Climate data for Gitega (1991–2020)
| Month | Jan | Feb | Mar | Apr | May | Jun | Jul | Aug | Sep | Oct | Nov | Dec | Year |
| Record high °C (°F) | 35.0 (95.0) | 35.4 (95.7) | 32.0 (89.6) | 31.3 (88.3) | 30.1 (86.2) | 30.8 (87.4) | 30.7 (87.3) | 31.7 (89.1) | 32.6 (90.7) | 32.9 (91.2) | 31.8 (89.2) | 33.8 (92.8) | 35.4 (95.7) |
| Mean daily maximum °C (°F) | 27.6 (81.7) | 27.5 (81.5) | 27.1 (80.8) | 26.4 (79.5) | 25.9 (78.6) | 26.7 (80.1) | 27.3 (81.1) | 28.1 (82.6) | 28.4 (83.1) | 27.5 (81.5) | 26.6 (79.9) | 27.0 (80.6) | 27.2 (81.0) |
| Daily mean °C (°F) | 21.9 (71.4) | 21.8 (71.2) | 21.6 (70.9) | 21.5 (70.7) | 21.1 (70.0) | 21.2 (70.2) | 21.3 (70.3) | 22.3 (72.1) | 22.4 (72.3) | 21.8 (71.2) | 21.3 (70.3) | 21.6 (70.9) | 21.6 (70.9) |
| Mean daily minimum °C (°F) | 16.1 (61.0) | 16.0 (60.8) | 16.1 (61.0) | 16.5 (61.7) | 16.4 (61.5) | 15.7 (60.3) | 15.3 (59.5) | 16.4 (61.5) | 16.4 (61.5) | 16.2 (61.2) | 15.9 (60.6) | 16.1 (61.0) | 16.1 (61.0) |
| Record low °C (°F) | 12.9 (55.2) | 12.9 (55.2) | 12.8 (55.0) | 14.0 (57.2) | 13.6 (56.5) | 11.6 (52.9) | 11.3 (52.3) | 12.5 (54.5) | 13.0 (55.4) | 12.9 (55.2) | 12.7 (54.9) | 13.1 (55.6) | 11.3 (52.3) |
| Average precipitation mm (inches) | 99.8 (3.93) | 96.7 (3.81) | 142.9 (5.63) | 142.4 (5.61) | 107.7 (4.24) | 44.7 (1.76) | 10.4 (0.41) | 39.2 (1.54) | 88.0 (3.46) | 109.4 (4.31) | 192.1 (7.56) | 185.3 (7.30) | 1,258.8 (49.56) |
| Average precipitation days (≥ 1.0 mm) | 7.3 | 7.4 | 12.5 | 15.5 | 11.1 | 1.8 | 0.6 | 2.4 | 6.9 | 13.4 | 17.3 | 14.1 | 110.1 |
Source: NOAA

==History==

Gitega was at one time the seat of the Kingdom of Burundi and remained as capital of the kings of Burundi (mwami) until 1966.

The Germans laid out the plan for the modern town of Gitega in 1912 when Burundi was part of German East Africa.
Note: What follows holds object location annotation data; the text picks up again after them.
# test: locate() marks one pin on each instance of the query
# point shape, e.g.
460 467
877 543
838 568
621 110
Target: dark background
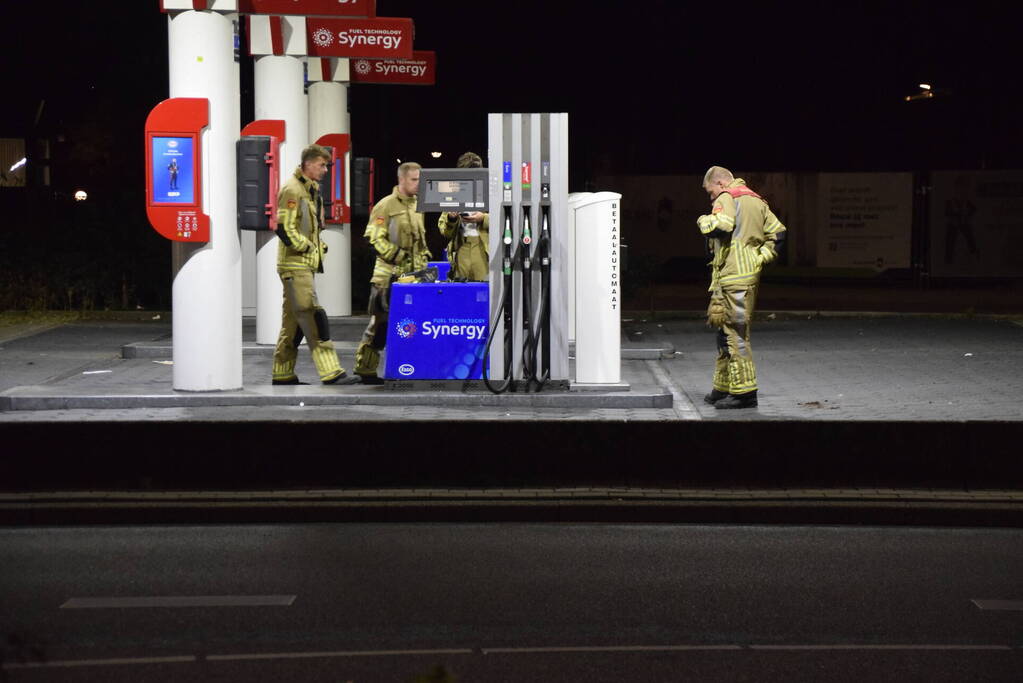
654 87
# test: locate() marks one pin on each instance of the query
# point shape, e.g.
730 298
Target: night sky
651 87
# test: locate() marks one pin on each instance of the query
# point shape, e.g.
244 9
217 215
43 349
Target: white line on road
490 650
609 648
1008 605
180 601
338 653
937 646
58 664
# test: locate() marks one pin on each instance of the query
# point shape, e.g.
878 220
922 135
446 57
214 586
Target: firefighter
300 255
744 235
398 234
469 234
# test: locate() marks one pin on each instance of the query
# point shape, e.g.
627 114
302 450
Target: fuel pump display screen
453 193
453 189
173 175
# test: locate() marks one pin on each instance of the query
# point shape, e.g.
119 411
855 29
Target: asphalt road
510 602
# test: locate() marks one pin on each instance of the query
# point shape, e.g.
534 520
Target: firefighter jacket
299 212
452 230
398 234
743 233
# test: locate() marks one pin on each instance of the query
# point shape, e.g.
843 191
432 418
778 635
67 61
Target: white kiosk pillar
207 288
328 114
280 95
598 300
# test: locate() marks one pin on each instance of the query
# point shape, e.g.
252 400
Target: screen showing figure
173 179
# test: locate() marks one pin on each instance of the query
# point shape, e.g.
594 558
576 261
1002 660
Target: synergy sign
328 37
420 70
469 328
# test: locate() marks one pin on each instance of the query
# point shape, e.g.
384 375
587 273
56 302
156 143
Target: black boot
734 401
714 396
342 379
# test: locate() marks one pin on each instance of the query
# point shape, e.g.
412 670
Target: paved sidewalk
811 367
592 504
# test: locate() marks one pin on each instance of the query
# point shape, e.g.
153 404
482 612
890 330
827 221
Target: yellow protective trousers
302 317
735 371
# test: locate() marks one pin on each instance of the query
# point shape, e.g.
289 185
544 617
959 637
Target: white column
279 95
207 288
328 114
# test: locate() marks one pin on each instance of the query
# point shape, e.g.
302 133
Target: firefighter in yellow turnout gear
469 235
398 234
743 234
300 255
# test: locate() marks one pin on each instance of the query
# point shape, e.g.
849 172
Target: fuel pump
539 313
526 265
504 307
541 337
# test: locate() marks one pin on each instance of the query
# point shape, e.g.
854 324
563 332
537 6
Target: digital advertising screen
173 175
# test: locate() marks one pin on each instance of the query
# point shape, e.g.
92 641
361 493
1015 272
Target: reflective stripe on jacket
299 211
744 232
398 234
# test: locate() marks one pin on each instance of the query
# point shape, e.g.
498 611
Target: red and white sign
420 70
310 7
327 37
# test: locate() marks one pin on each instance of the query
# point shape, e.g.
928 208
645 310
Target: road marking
58 664
337 653
681 404
189 658
179 601
1006 605
609 648
881 647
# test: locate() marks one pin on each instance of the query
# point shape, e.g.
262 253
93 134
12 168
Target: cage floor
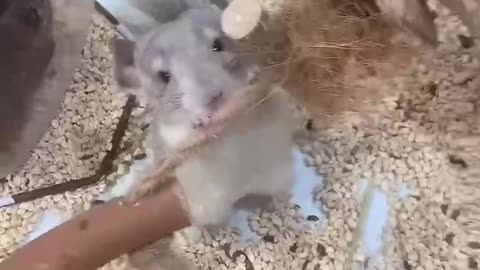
389 197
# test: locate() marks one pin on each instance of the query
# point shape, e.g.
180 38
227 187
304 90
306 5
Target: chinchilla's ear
125 73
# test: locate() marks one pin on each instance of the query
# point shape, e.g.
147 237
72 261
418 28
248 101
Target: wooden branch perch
106 166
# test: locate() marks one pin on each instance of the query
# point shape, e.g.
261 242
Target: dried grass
335 56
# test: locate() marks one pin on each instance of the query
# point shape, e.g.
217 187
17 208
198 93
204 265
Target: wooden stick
244 102
104 233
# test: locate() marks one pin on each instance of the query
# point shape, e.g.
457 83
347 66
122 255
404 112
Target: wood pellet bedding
425 142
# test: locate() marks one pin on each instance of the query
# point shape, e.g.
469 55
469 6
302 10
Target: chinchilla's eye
217 45
164 76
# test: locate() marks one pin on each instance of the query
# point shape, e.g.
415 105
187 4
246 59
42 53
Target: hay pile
336 57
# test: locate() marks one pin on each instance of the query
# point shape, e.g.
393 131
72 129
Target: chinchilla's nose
215 101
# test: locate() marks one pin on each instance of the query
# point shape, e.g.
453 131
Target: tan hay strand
335 56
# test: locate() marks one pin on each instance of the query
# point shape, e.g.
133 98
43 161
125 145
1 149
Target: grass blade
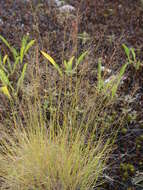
5 91
20 80
51 60
4 79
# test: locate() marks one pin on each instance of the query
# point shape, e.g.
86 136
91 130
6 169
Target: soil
106 26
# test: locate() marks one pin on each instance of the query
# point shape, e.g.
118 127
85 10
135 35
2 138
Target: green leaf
81 57
12 49
51 60
20 80
23 44
100 81
15 64
29 45
5 91
133 54
68 65
127 51
4 79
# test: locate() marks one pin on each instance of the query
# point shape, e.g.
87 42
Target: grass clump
37 156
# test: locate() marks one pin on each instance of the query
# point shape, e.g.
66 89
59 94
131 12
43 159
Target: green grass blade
100 81
81 57
5 91
29 45
23 45
12 49
4 79
51 60
20 80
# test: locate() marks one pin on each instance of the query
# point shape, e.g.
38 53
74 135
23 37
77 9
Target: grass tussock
37 157
59 135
In March 2007, President of Burundi Pierre Nkurunziza announced that Burundi was planning to bring back its capital city to Gitega, saying that it is in a better location for a capital than Bujumbura.
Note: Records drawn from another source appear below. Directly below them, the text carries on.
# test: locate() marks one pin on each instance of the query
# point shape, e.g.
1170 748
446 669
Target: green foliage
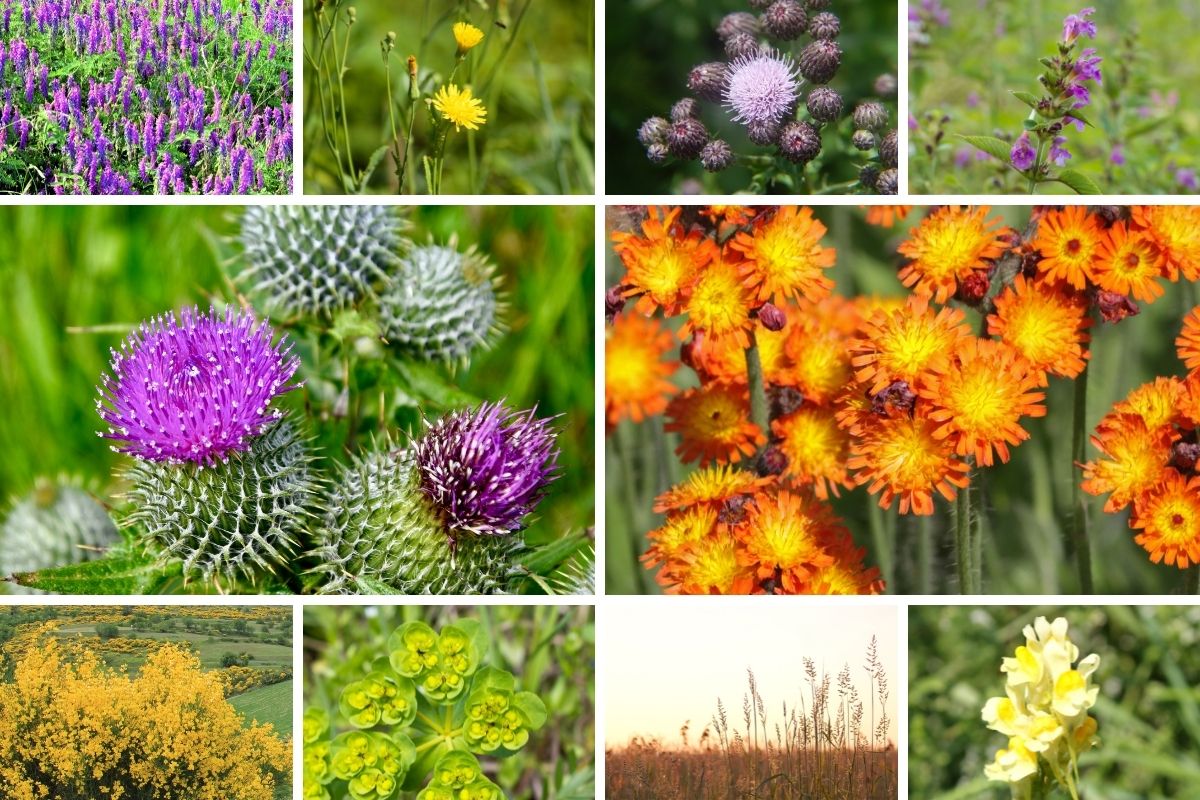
1149 707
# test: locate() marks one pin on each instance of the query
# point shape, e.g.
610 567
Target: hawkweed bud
707 80
317 259
742 46
763 133
799 142
739 22
442 305
887 182
870 115
888 149
820 61
683 109
825 104
825 26
785 19
653 131
886 85
772 317
687 138
240 518
717 156
55 524
863 139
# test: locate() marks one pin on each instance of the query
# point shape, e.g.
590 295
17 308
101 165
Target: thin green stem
1079 535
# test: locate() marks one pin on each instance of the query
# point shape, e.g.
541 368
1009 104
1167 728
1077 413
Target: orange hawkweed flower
1129 262
886 215
1169 517
816 449
711 567
947 246
1069 242
905 343
783 534
714 423
1044 324
1187 344
979 396
712 486
635 374
783 256
901 457
661 263
1134 459
1174 229
719 305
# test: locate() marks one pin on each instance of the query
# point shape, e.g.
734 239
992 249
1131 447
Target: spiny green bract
378 528
240 518
53 525
317 259
442 305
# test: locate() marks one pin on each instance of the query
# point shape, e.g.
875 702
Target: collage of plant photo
425 438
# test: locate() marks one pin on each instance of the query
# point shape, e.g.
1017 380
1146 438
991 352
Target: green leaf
118 573
1027 98
991 145
1078 181
376 160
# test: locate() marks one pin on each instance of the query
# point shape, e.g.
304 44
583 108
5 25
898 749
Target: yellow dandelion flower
1169 517
466 36
459 107
947 247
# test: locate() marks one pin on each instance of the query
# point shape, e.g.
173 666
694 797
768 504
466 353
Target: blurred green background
535 77
1149 705
551 651
1147 102
114 266
1026 501
653 44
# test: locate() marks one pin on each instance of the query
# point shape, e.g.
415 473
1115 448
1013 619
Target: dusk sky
667 660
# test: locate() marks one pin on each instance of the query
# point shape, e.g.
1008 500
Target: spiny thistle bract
486 468
442 305
317 259
238 519
195 389
378 527
53 525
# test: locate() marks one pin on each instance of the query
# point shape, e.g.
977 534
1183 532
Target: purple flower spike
761 89
486 468
195 389
1077 25
1023 155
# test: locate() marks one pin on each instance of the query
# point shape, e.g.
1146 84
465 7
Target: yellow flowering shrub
73 729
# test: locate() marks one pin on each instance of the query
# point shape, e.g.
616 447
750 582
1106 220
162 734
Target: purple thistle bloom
1077 25
196 389
761 89
1023 155
486 468
1059 154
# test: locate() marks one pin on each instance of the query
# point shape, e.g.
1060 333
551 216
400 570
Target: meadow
970 66
135 97
526 122
58 330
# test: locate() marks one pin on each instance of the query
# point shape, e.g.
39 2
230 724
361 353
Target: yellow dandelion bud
459 107
467 36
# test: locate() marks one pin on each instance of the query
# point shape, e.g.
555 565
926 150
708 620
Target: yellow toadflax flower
466 36
459 107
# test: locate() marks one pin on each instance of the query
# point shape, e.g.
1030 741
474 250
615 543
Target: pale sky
666 660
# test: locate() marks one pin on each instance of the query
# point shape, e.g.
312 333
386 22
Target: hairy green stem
1079 535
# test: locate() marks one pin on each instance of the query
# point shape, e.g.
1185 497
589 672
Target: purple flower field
145 96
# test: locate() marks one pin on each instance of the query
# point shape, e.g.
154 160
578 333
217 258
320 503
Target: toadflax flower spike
197 388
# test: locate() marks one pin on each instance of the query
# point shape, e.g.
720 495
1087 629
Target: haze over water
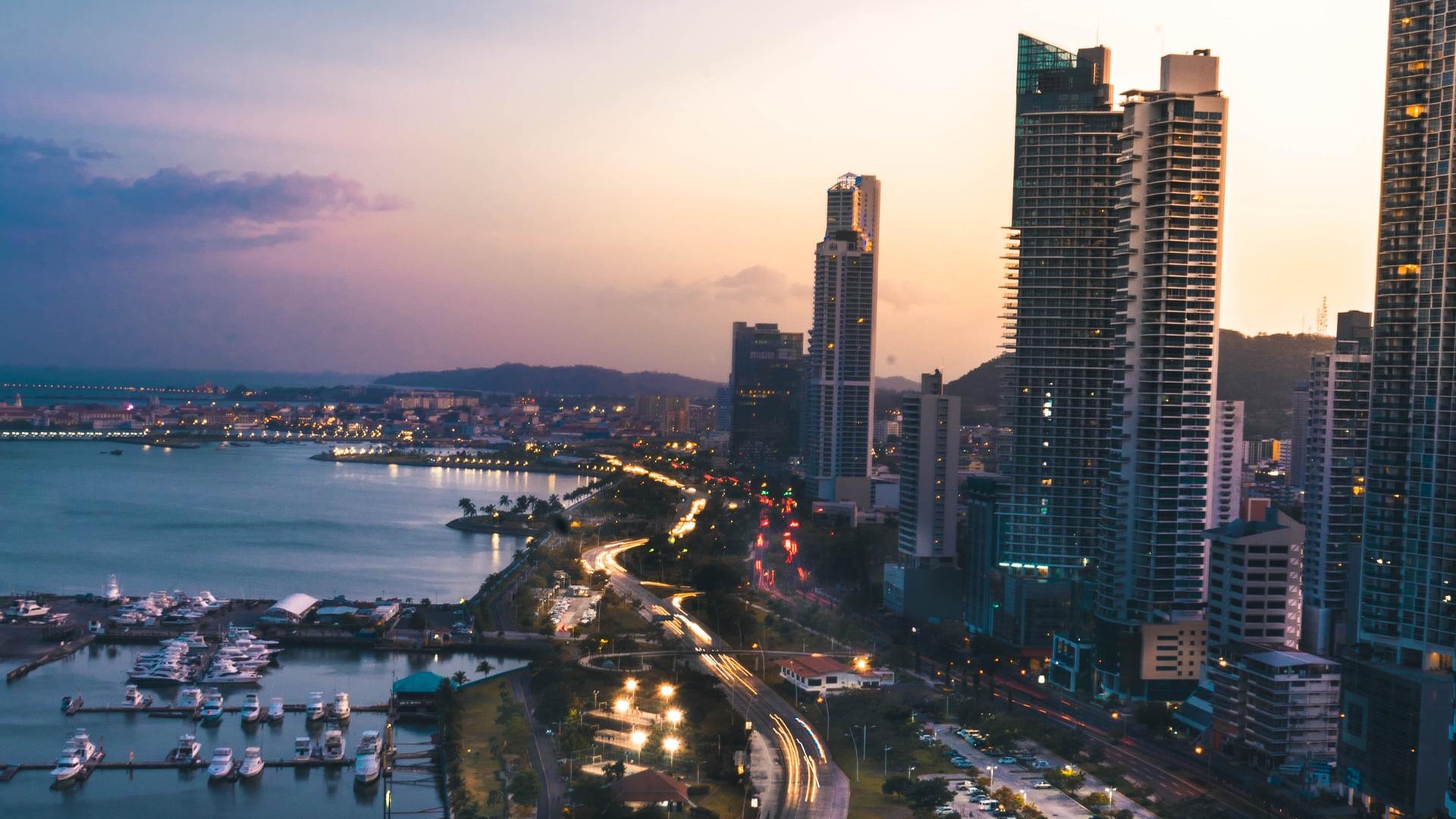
259 522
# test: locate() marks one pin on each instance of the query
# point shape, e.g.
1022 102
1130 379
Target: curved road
813 786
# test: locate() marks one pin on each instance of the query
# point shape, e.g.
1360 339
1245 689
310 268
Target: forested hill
1261 371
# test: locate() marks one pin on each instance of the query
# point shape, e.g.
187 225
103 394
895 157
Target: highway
813 786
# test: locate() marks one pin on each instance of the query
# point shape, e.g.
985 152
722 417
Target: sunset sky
421 186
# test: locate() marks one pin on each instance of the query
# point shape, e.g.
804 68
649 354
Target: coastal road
813 786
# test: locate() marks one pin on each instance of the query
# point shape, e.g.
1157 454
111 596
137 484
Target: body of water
33 729
258 522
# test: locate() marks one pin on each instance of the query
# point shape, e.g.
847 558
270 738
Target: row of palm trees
522 504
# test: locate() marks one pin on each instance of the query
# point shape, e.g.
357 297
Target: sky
376 187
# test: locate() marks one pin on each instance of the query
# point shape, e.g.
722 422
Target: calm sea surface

On 24 December 2018, it was announced by Nkurunziza that Gitega was to become the capital city of Burundi, pending only Parliament approval. The expected parliamentary assent (given the President's CNDD-FFD party comfortable majority in both chambers) arrived through a vote on 16 January 2019, with some ministries already starting the move two days later.
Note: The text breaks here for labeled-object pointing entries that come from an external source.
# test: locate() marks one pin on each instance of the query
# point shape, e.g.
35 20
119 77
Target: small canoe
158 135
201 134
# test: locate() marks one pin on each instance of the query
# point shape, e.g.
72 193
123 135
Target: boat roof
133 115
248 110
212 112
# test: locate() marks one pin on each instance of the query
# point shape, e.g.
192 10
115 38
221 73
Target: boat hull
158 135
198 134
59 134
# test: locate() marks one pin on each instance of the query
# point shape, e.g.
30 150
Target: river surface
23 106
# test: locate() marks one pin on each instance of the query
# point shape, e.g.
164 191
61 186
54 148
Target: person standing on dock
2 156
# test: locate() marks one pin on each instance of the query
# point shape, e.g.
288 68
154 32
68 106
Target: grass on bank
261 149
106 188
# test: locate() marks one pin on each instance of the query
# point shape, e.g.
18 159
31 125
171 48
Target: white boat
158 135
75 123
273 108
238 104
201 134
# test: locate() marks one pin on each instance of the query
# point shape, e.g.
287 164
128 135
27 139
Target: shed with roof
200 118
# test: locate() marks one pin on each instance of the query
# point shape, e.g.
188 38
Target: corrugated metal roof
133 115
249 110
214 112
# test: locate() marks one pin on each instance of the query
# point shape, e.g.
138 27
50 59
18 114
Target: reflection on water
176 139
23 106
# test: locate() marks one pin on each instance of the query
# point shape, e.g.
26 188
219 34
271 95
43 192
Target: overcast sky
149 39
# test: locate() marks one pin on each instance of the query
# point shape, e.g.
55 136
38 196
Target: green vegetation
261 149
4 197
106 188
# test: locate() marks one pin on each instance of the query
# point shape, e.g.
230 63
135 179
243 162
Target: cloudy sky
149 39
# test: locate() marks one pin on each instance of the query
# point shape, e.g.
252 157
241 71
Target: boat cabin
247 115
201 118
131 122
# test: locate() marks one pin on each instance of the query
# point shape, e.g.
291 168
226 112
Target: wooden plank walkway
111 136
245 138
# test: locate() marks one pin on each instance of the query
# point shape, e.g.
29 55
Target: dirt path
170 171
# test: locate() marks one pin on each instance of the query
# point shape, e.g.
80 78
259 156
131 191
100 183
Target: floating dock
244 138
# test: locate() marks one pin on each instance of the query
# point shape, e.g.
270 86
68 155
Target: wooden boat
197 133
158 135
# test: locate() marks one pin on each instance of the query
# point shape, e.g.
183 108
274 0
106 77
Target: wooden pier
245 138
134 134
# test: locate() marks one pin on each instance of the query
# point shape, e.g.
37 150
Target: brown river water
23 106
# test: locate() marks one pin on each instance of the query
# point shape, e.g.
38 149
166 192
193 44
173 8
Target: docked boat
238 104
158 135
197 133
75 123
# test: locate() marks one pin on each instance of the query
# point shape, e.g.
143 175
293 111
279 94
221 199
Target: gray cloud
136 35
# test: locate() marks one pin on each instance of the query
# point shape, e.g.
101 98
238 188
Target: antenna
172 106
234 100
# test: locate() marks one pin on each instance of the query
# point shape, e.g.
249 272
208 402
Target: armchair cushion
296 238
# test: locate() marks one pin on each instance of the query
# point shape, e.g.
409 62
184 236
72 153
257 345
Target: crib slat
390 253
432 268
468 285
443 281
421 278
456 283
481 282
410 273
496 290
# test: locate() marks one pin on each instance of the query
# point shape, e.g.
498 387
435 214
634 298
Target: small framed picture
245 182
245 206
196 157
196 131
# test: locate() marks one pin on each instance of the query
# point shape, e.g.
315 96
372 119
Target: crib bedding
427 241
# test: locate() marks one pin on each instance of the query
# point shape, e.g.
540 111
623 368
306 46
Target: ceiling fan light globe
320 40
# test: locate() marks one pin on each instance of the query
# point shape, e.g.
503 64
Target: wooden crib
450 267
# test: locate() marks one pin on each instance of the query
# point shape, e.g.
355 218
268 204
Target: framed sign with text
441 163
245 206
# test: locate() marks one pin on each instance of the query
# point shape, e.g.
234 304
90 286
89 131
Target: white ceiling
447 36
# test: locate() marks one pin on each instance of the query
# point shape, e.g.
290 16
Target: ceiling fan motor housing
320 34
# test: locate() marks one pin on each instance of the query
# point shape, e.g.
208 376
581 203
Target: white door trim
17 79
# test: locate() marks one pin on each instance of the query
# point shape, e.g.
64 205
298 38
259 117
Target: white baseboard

On 7 December 2021, a fire broke out in an overcrowded prison in Gitega, killing at least 38 and injuring more than 69.

== Education ==
The Polytechnic University of Gitega was founded in 2014.

==Culture==
It is the home of Burundi's National Museum of Gitega. Several karyenda royal drum sanctuaries are located in the area, as well as the ibwami (royal court). On 29 April 1972, Ntare V of Burundi, the country's last Mwami (King), was killed in Gitega.

== Places of worship ==
Places of worship in Gitega are predominantly Christian churches and cathedrals, including: Roman Catholic Archdiocese of Gitega (Catholic Church), Province of the Anglican Church of Burundi (Anglican Communion), Union of Baptist Churches in Burundi (Baptist World Alliance), and Assemblies of God. There are also Muslim mosques.

==Transportation==
Gitega was served by Gitega Airport, which is now defunct. Gitega is served by four National Roads (Routes Nationales, RN): RN2 connects it with Bujumbura through the northwest, via Muramvya and Bujumbura Rural provinces. RN15 leads to the north of country, towards Ngozi and continuing on to Rwanda, while passing through the ancient royal court of Gishora; RN12, which separates from RN15 on the outskirts of Gitega, heads northeast to serve the provinces of Karuzi and Muyinga. The last is RN3, which heads towards the southwest towards Rumonge and Lake Tanganyika.